The shielding (typically concrete, maybe some lead) would be too heavy to move by helicopter, but the plant itself might well be portable. It could be set underground. Assuming they're fission reactors, they'll build an inventory of radioactive waste. Were one sabotaged it could create a bit of a mess.
As power plants go It is very small. Definitely neighborhood or village sized.
The article didn't say if 200kw is electric or thermal output. (Electric output will be roughly 1/3 thermal.) The place I worked, a medium sized central station, was 2,200,000 kilowatts thermal - some 11,000 times more than the little Toshiba.
I am told that back in the fifties, the US Army made some portable nuke power plants about that Toshiba's size, mounted them on semi trailers.
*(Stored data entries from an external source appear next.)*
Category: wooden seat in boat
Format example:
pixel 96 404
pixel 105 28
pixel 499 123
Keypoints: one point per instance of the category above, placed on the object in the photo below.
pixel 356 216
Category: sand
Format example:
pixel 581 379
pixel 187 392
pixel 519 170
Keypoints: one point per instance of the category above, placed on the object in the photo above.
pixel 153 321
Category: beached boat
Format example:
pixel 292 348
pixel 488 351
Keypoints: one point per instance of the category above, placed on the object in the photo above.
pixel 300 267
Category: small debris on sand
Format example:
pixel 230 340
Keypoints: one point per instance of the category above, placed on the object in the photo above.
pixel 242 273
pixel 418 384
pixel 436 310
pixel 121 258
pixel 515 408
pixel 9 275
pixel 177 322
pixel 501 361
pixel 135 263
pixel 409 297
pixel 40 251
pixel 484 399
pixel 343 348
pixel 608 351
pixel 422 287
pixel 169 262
They would provide field power without having to constantly truck in diesel fuel which is probably a handy feature in a war. One was used at the Antarctic research station as well. I don't know how they shielded the people, probably with distance.
The US military once built a reactor to heat air for jet engines thinking it'd make for a VERY long range bomber. The reactor was trial fitted into a B-36 but I've never heard of it's being flown. I think they decided the plane couldn't carry enough shielding to protect the crew.
Little nukes - maybe they'll work out.